Tahrici: İmam Taberî rahimehullah,
Tehzibu’l-Asar adlı eserinde (mefkud cüz no:364) bunu Buhârî ve Muslim’in
şartlarına göre hasen bir isnad ile rivayet etmiştir. Muhammed b. İshak b.
Yesar rahimehullah işitme sigasını tasrih etmiştir. Yine İmam Ahmed b. Hanbel rahimehullah
Musned’inde (1/459) İbn Huzeyme rahimehullah Sahih’inde (no: 701, 702, 708) ve Taberânî
rahimehullah Mu’cemu’l-Kebir’de (10/53) rivayet etmişlerdir.
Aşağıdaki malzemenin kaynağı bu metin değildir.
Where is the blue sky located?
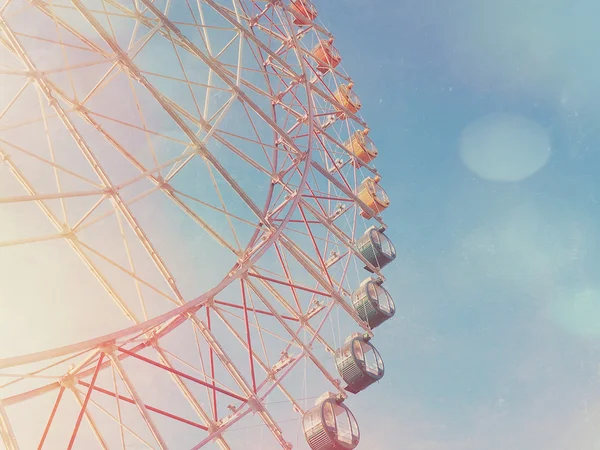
[0,0,600,450]
[318,0,600,450]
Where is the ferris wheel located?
[0,0,396,450]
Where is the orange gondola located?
[346,128,377,166]
[311,39,342,73]
[357,175,390,219]
[334,83,362,114]
[290,0,317,25]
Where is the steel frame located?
[0,0,392,450]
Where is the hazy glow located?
[548,287,600,338]
[460,114,551,181]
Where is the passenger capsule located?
[356,227,396,272]
[352,278,396,328]
[335,333,384,394]
[311,39,342,73]
[302,393,360,450]
[290,0,317,25]
[358,175,390,219]
[334,83,362,114]
[346,128,377,166]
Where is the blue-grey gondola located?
[335,333,385,394]
[352,278,396,328]
[356,226,396,272]
[302,392,360,450]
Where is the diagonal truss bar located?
[117,347,247,402]
[68,354,104,450]
[0,400,19,450]
[38,386,65,450]
[107,349,169,450]
[77,380,208,431]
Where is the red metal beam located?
[78,380,208,431]
[67,353,104,450]
[206,307,217,421]
[240,280,258,394]
[248,273,331,297]
[215,300,300,322]
[38,386,65,450]
[117,347,246,402]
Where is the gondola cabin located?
[302,393,360,450]
[334,83,362,114]
[335,333,384,394]
[356,227,396,272]
[352,278,396,328]
[346,128,377,167]
[358,175,390,219]
[290,0,317,25]
[311,39,342,73]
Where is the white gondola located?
[302,392,360,450]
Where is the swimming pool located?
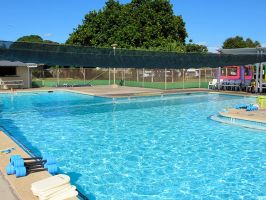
[0,92,266,199]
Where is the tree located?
[16,35,59,44]
[66,0,188,51]
[17,35,43,43]
[223,36,261,49]
[186,43,208,53]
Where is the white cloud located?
[43,33,53,37]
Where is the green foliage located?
[223,36,260,49]
[66,0,187,52]
[17,35,59,44]
[186,44,208,53]
[17,35,43,43]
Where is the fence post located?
[164,68,167,90]
[56,68,60,87]
[114,68,115,85]
[136,69,139,82]
[199,69,201,88]
[123,68,127,86]
[142,68,144,87]
[172,69,174,83]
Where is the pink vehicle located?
[220,66,253,83]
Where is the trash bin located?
[257,96,266,109]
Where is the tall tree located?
[16,35,59,44]
[17,35,43,43]
[66,0,187,50]
[223,36,261,49]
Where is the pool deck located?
[0,131,51,200]
[219,108,266,123]
[0,86,266,200]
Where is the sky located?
[0,0,266,52]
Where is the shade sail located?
[0,41,266,69]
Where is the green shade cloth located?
[0,41,266,69]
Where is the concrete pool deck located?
[0,131,51,200]
[0,86,266,200]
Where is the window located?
[245,67,251,76]
[221,67,237,76]
[0,67,17,76]
[227,67,237,76]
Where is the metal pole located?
[217,67,221,90]
[28,67,30,88]
[199,69,201,88]
[260,63,263,93]
[108,67,111,85]
[172,69,174,83]
[83,68,86,85]
[204,68,207,82]
[151,69,154,83]
[142,68,144,87]
[57,68,59,87]
[183,69,185,89]
[114,68,115,85]
[164,68,167,90]
[255,63,260,92]
[124,69,126,86]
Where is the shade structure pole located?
[260,63,263,93]
[56,68,59,87]
[217,67,221,90]
[108,67,111,85]
[164,68,167,90]
[204,68,207,82]
[199,69,201,88]
[142,68,144,87]
[255,63,260,92]
[182,69,185,89]
[124,68,126,86]
[82,68,86,85]
[172,69,174,83]
[114,68,115,85]
[28,67,30,88]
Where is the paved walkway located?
[0,131,51,200]
[0,171,19,200]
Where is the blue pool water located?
[0,92,266,200]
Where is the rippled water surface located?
[0,92,266,200]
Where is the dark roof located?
[0,60,27,67]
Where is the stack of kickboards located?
[31,174,78,200]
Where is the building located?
[0,60,37,89]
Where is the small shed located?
[0,60,37,89]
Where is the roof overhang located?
[218,47,266,56]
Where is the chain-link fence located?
[32,68,217,89]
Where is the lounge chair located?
[31,174,78,200]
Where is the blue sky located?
[0,0,266,51]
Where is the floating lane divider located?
[6,154,58,178]
[209,114,266,131]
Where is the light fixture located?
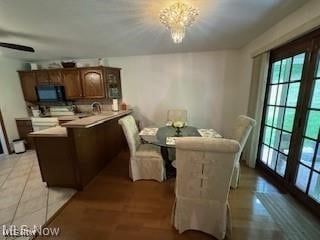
[160,2,199,43]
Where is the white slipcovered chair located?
[231,115,256,189]
[172,137,240,239]
[119,115,166,182]
[167,109,188,125]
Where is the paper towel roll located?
[112,99,119,112]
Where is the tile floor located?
[0,151,76,240]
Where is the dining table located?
[139,126,221,178]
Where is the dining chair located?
[231,115,256,189]
[172,137,240,239]
[119,115,166,182]
[167,109,188,125]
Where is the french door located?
[258,31,320,214]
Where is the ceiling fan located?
[0,42,35,52]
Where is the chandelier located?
[160,2,199,43]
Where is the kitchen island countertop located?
[62,109,132,128]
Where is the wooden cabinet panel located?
[19,72,37,102]
[61,69,83,99]
[106,68,121,99]
[81,68,106,98]
[35,70,49,85]
[48,69,63,85]
[16,120,34,149]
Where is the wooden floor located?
[37,152,283,240]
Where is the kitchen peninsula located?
[29,110,131,190]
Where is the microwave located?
[36,85,65,102]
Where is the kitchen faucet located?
[91,102,102,114]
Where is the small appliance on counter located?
[50,106,75,117]
[112,99,119,112]
[36,85,65,102]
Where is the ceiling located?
[0,0,307,61]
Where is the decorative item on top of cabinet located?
[48,69,63,85]
[106,67,121,99]
[80,68,106,98]
[19,71,37,102]
[35,70,49,85]
[61,68,83,100]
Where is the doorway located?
[257,30,320,215]
[0,110,9,156]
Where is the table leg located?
[161,147,176,179]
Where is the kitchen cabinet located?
[80,68,106,98]
[61,69,83,100]
[48,69,63,85]
[35,70,49,85]
[106,67,121,99]
[16,119,34,149]
[19,71,37,102]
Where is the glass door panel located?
[295,54,320,203]
[260,53,305,177]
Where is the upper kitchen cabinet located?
[19,66,121,102]
[106,67,121,99]
[19,71,37,102]
[48,69,63,85]
[35,70,49,85]
[80,68,106,98]
[61,68,83,100]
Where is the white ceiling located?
[0,0,307,60]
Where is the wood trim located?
[0,109,13,154]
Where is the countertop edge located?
[61,109,133,128]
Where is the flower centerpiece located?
[172,121,186,136]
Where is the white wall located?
[35,0,320,139]
[39,51,247,134]
[0,56,27,146]
[105,51,245,133]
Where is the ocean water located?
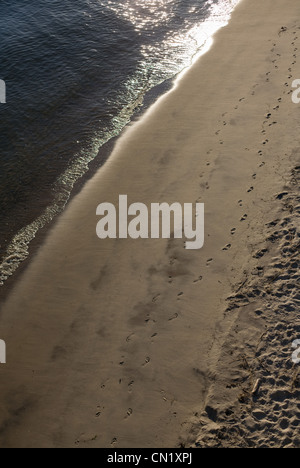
[0,0,239,285]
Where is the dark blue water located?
[0,0,237,284]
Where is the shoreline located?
[0,0,300,448]
[0,76,175,305]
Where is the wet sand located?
[0,0,300,448]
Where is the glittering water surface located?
[0,0,239,284]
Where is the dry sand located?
[0,0,300,448]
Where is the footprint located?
[143,356,151,366]
[253,249,268,258]
[152,294,160,303]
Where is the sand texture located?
[0,0,300,448]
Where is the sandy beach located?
[0,0,300,448]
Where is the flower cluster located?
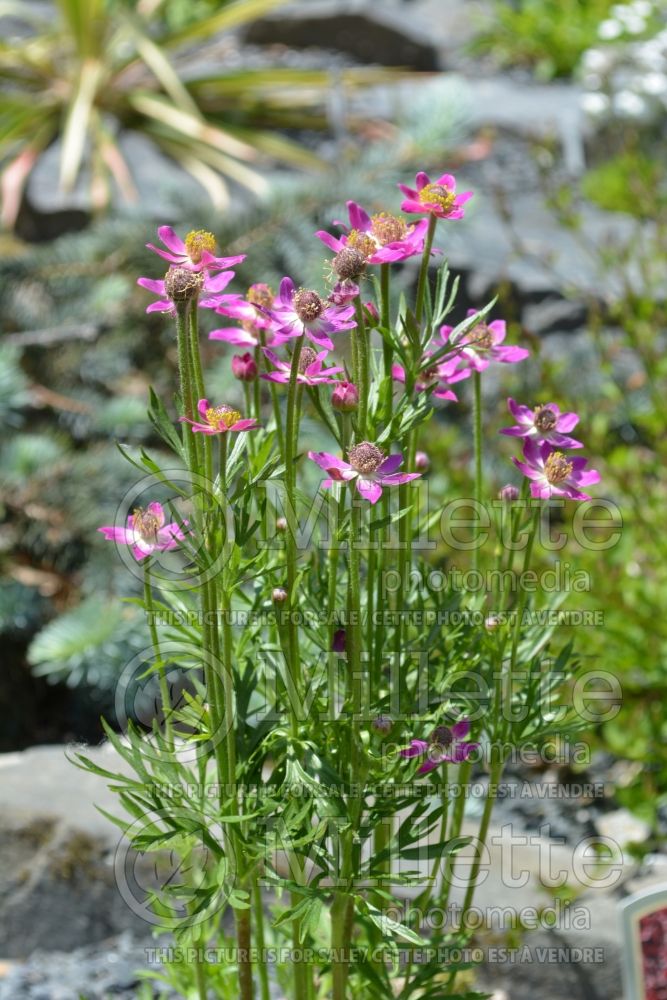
[500,399,600,500]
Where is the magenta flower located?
[273,278,356,351]
[178,399,259,434]
[260,347,343,385]
[440,309,530,378]
[512,438,600,500]
[315,201,428,264]
[137,271,243,313]
[391,351,467,402]
[232,352,257,382]
[209,283,275,347]
[398,171,472,219]
[97,503,187,562]
[146,226,246,271]
[400,719,479,774]
[308,441,421,504]
[500,399,584,448]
Fevaid: İbn Mes’ud radiyallahu
anh, Rasûlullah sallallahu aleyhi ve sellem’in kendisine teşehhüdü öğrettiğini
ifade ederek anlatmaya başlamıştır.
“Namazın ortasında oturduğunda ve namazın sonunda sol
kalçası üzerine oturduğunda…” sözünü İbn Huzeyme rahimehullah şöyle
açıklamıştır: “Bu ancak namazın sonunda oturduğu zaman teverrük yapardı demektir.
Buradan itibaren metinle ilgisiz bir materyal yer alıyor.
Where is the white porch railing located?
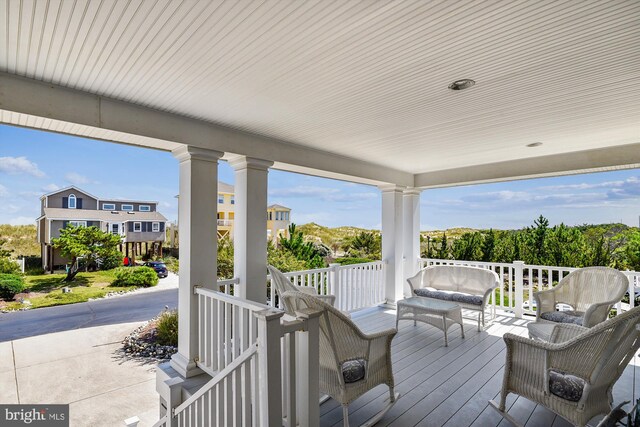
[156,290,319,427]
[420,258,640,317]
[267,261,385,312]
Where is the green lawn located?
[5,270,136,309]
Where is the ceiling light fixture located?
[449,79,476,90]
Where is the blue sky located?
[0,125,640,230]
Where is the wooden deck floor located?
[320,308,640,427]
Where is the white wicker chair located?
[282,292,400,427]
[534,267,629,328]
[267,265,336,315]
[489,307,640,426]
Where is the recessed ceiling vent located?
[449,79,476,90]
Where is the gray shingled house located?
[36,186,167,271]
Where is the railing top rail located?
[173,346,258,415]
[338,261,386,270]
[278,267,331,277]
[420,258,640,276]
[420,258,513,267]
[195,287,273,311]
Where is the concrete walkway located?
[0,322,159,427]
[0,273,178,342]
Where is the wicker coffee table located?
[396,297,464,347]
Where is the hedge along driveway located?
[0,270,137,310]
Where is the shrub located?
[162,256,180,274]
[156,310,178,347]
[0,273,25,300]
[0,258,20,274]
[100,252,122,270]
[24,267,44,276]
[111,267,158,288]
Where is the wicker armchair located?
[489,307,640,426]
[282,292,399,427]
[267,265,336,315]
[534,267,629,328]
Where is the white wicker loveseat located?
[407,265,500,330]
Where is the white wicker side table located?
[396,297,464,347]
[527,322,556,341]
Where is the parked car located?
[144,261,169,278]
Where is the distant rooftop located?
[40,185,158,205]
[267,204,291,211]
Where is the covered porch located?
[0,0,640,425]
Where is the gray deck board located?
[320,308,640,427]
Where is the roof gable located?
[40,185,99,201]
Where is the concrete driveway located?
[0,322,159,427]
[0,273,178,342]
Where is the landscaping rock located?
[122,316,178,361]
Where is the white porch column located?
[229,156,273,304]
[380,185,404,305]
[402,188,420,297]
[171,146,223,378]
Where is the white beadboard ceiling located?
[0,0,640,174]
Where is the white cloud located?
[0,157,45,178]
[64,172,93,185]
[539,178,633,191]
[19,191,42,198]
[0,203,20,214]
[9,216,36,225]
[42,183,60,193]
[269,185,378,202]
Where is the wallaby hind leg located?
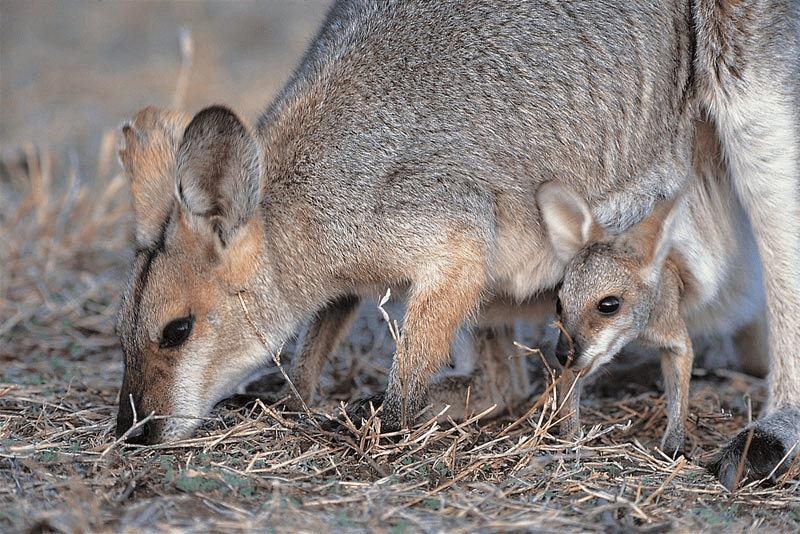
[281,295,359,411]
[733,316,769,378]
[695,0,800,489]
[429,325,529,420]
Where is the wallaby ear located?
[536,182,603,263]
[176,106,261,246]
[627,195,683,281]
[119,107,190,248]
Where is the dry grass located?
[0,143,800,532]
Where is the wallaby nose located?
[556,332,580,365]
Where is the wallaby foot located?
[707,408,800,491]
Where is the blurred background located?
[0,0,329,182]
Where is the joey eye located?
[597,297,620,315]
[158,315,194,349]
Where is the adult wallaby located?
[537,116,763,454]
[117,0,800,494]
[114,107,555,430]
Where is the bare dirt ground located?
[0,0,800,532]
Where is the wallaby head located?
[537,182,679,373]
[112,107,276,443]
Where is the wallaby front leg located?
[661,336,694,457]
[381,254,484,430]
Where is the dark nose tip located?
[556,332,578,365]
[117,421,154,445]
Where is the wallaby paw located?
[707,410,800,491]
[345,393,384,429]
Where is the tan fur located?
[537,121,762,454]
[118,0,800,494]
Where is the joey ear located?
[629,195,683,280]
[176,106,261,246]
[536,182,603,263]
[119,107,190,248]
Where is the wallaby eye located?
[597,297,619,315]
[158,315,194,349]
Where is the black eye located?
[158,315,194,349]
[597,297,619,315]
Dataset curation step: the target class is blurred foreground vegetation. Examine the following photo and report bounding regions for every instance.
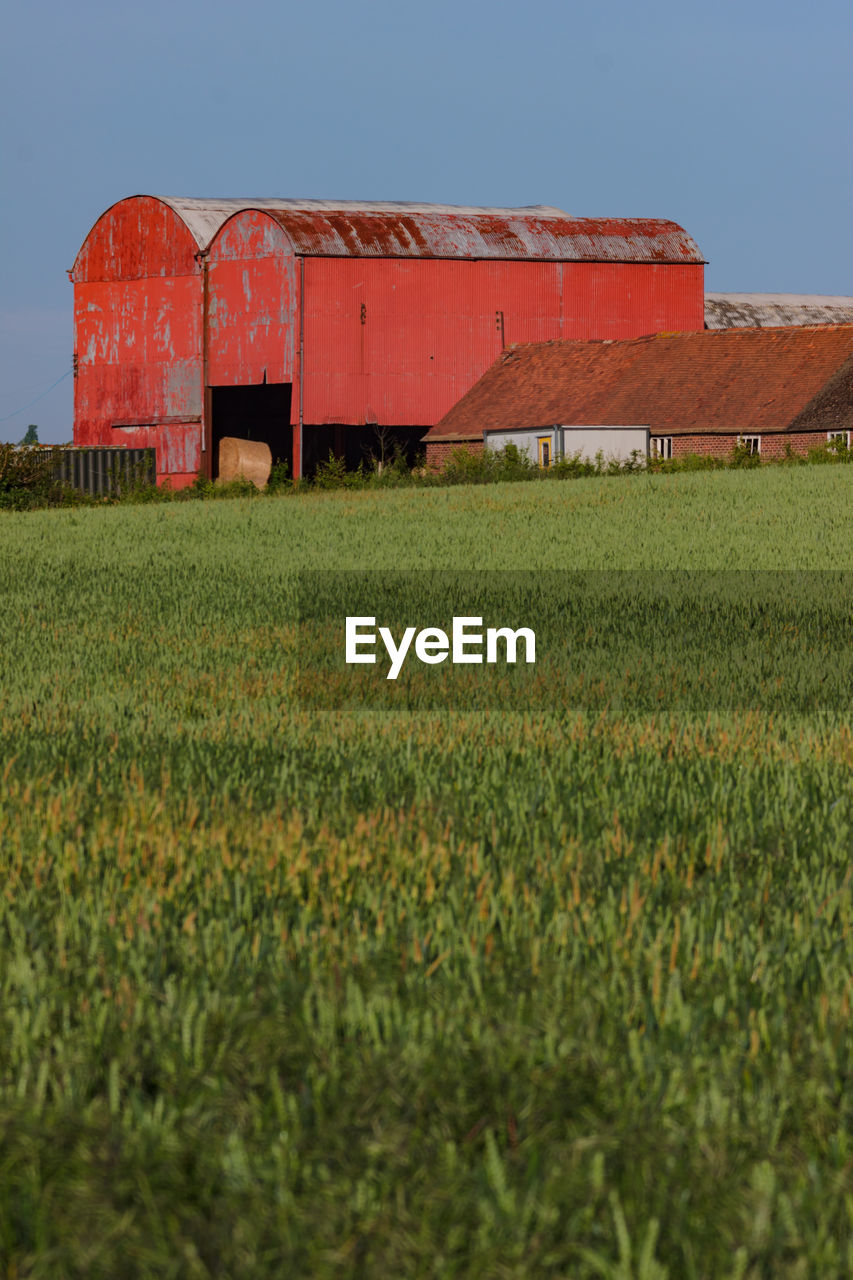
[0,467,853,1280]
Namazın hem ortasında hem sonunda bu şekilde oturduğu anlamında değildir.”
“Namazın ortasında ise” sözüyle, 3 veya 4 rekatli
namazların 2. Rekatinden sonraki teşehhüd oturuşunu tarif etmiş ve teşehhüdü
bitirdiği zaman 3. Rekate kalktığını söylemiştir. Şayet ilk teşehhüdde salli ve
barik okunacak olsaydı bunu belirtirdi.
“Eğer namazın sonunda ise teşehhüdü bitirdikten sonra
Allah’ın dilediği şekilde dua eder, sonra selam verirdi” sözü, salli ve barik
duaları ile selamdan önce yapılan diğer duanın son teşehhüdde yapılacağını
ifade etmektedir.
Selamdan Önceki
Duaya Salât da Dâhildir
قَالَ ابن أبي عاصم
رَحِمَهُ الله فيِ
الصَّلاةِ عَلَى النَّبِيِّ صَلَّى اللَّهُ
عَلَيْهِ وسلم حَدَّثَنَا مُحَمَّدُ بْنُ عَلِيِّ بْنِ مَيْمُونٍ حَدَّثَنَا عَبْدُ
اللَّهِ بْنُ جَعْفَرٍ الرَّقِّيُّ حَدَّثَنَا عِيسَى بْنُ يُونُسَ حَدَّثَنَا عُثْمَانُ
بْنُ حَكِيمٍ عَنْ خَالِدِ بْنِ سَلَمَةَ أَنْ عَبْدِ الْحَمِيدِ بْنِ عَبْدِ الرَّحْمَنِ
دَعَا مُوسَى بْنَ طَلْحَةَ حِينَ أَعْرَسَ ابْنُهُ فَقَالَ يَا أَبَا عِيسَى كَيْفَ
بَلَغَكَ فِي الصَّلاةِ عَلَى النَّبِيِّ صَلَّى اللَّهُ عَلَيْهِ وَسَلَّمَ؟ فَقَالَ
مُوسَى أَنَا سَأَلْتُ زَيْدَ بْنَ خَارِجَةَ عَنِ الصَّلاةِ؟ فَقَالَ أَنَا سَأَلْتُ
رَسُولَ اللَّهِ صَلَّى اللَّهُ عَلَيْهِ وَسَلَّمَ بِنَفْسِي فَقُلْتُ كَيْفَ الصَّلاةُ
عَلَيْكَ؟ فَقَالَ صَلُّوا عَلَيَّ وَاجْتَهِدُوا وَقُولُوا اللَّهُمَّ بَارِكْ عَلَى
محمدٍ كَمَا بَارَكْتَ عَلَى إِبْرَاهِيمَ إِنَّكَ حميدٌ مجيدٌ
Halid b.
Seleme rahimehullah’tan: “Abdulhamid b. Abdirrahman rahimehullah, Musa b. Talha
rahimehullah’ı oğlunun düğününe davet etti. Ona dedi ki:
“Ey Ebu
İsa! Nebî sallallahu aleyhi ve sellem’e salât sana hangi şekilde ulaştı?” Bunun
üzerine Musa dedi ki:
“Zeyd b.
Harice radiyallahu anh’e Nebî sallallahu aleyhi ve sellem’e salât hakkında
sordum. Dedi ki:
“Ben
Rasûlullah sallallahu aleyhi ve sellem’e bunu bizzat sordum ve dedim ki: “Sana
nasıl salât edelim?” Rasûlullah sallallahu aleyhi ve sellem buyurdu ki:
“Bana
salât edin, içtihat ederek dua edin ve şöyle deyin: “Allah’ım! İbrahim’e
bereketler verdiğin gibi, Muhammed’e ve Muhammed’in âilesine de bereketler ver.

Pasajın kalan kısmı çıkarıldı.